See also: IRC log
<TimCole> Agenda: https://lists.w3.org/Archives/Public/public-digipub-ig/2016Mar/0009.html
<TimCole> scribenick: HeatherF
<TimCole> minutes from 18 Feb: https://www.w3.org/2016/02/18-dpub-arch-minutes.html
TimCole: Approval of the
minutes?
... minutes approved, no discussion
<TimCole> From HeatherF: http://www.dpconline.org/advice/preservationhandbook
<lrosenth> http://www.archives.gov/digitization/strategy.html
TimCole: Will miss a few of our scheduled meetings; Ayla Stein will co-lead TF and chair calls when needed.
TimCole: Any updates on the outreach effort?
Bill_Kasdorf: haven't had a chance to reach out yet
TimCole: haven't had a chance to reach out yet
lrosenth: haven't had a chance to reach out yet
We are bad, bad people
<astein> Neither have I
TimCole: this will go on the agenda next time. And we mean it!
<TimCole> http://w3c.github.io/dpub-pwp-arch/Archival-UCR.html#LOCKSS
TimCole: This is the beginnings
of a use case posted this morning.
... This doc is meant to be the place to put use cases, talk
about requirements for those use cases that are relevant to the
PWP vision
<TimCole> more about LOCKSS: http://www.lockss.org/about/how-it-works/
TimCole: This use case talks about LOCKSS in
particular, see link about how LOCKSS works.
... LOCKSS goes and spiders/scrapes publisher websites that
they have permission to archive.

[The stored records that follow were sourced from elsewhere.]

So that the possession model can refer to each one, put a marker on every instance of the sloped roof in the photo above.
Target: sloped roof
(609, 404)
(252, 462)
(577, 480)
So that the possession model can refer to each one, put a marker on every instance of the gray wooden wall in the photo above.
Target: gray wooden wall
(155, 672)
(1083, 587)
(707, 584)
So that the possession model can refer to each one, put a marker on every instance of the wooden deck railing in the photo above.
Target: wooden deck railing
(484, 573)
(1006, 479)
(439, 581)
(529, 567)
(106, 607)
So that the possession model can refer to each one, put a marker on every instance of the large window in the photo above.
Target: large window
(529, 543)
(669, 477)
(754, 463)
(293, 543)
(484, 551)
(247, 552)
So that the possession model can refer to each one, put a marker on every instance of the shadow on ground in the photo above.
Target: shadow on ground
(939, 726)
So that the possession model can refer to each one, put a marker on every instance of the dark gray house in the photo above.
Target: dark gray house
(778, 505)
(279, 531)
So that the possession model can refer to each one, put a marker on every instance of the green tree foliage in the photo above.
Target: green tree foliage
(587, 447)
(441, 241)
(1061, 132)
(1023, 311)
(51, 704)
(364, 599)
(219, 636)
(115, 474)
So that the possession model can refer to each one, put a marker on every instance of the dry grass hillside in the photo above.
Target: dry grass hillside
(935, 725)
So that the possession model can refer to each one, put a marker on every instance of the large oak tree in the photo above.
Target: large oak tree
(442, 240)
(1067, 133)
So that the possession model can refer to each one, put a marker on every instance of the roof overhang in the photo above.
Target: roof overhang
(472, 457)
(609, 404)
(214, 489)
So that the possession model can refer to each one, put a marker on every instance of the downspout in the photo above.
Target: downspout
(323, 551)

Then, when someone has
permission to access that content, LOCKSS acts as a proxy
cache.
... New versions
will be posted and LOCKSS will update, as per usual proxy
behavior.
Bill: For LOCKSS, are they accessing the library, or are they accessing the publisher?
TimCole: They are accessing what the library is subscribing to.
<astein> I didn't see anyone on the queue
TimCole: People coming through
the library servers would see what was available in the proxy
cache, and LOCKSS would siphon off copies for the
archives.
... CLOCKSS works more directly with the publishers and makes
that copying more routine.
... Some interesting issues come up: when the publisher content
go away, and we move into a pure archive/perservation point,
then LOCKSS servers up the cached copy as long as the ACCEPT
headers match what LOCKSS has cached
... The browser goes to a new version of the content and says
"I only accept HTML5"; LOCKSS only has "HTML4"; at which point,
LOCKSS will try to migrate on the fly to HTML5 or it will
respond with a "406" error
Bill: Will it also say "but we can give you a different format?"
TimCole: not sure
lrosenth: that seems a sensible model. Are we saying that's a model we like, or just saying that this is what it does, these are the facts?
<TimCole> PWP: http://w3c.github.io/dpub-pwp/#arch
TimCole: Right now, we are just
collecting the use cases. We should be considering whether the
facts in the use cases cause concern.
... Right now, the PWP talks about Service Workers, which
provide a local way to serve resources.
lrosenth: there are no
requirements that the PWP must use Service Workers. That said,
it has no bearing on this, because we're talking about a server
operation, where a server is doing the caching, not the
client
... unclear as to what the issue is here; if we publish in PWP
format, then LOCKSS will store that. If we request it as a PWP,
then it will be served as a PWP. If I request in another
format, the server may convert it on the fly.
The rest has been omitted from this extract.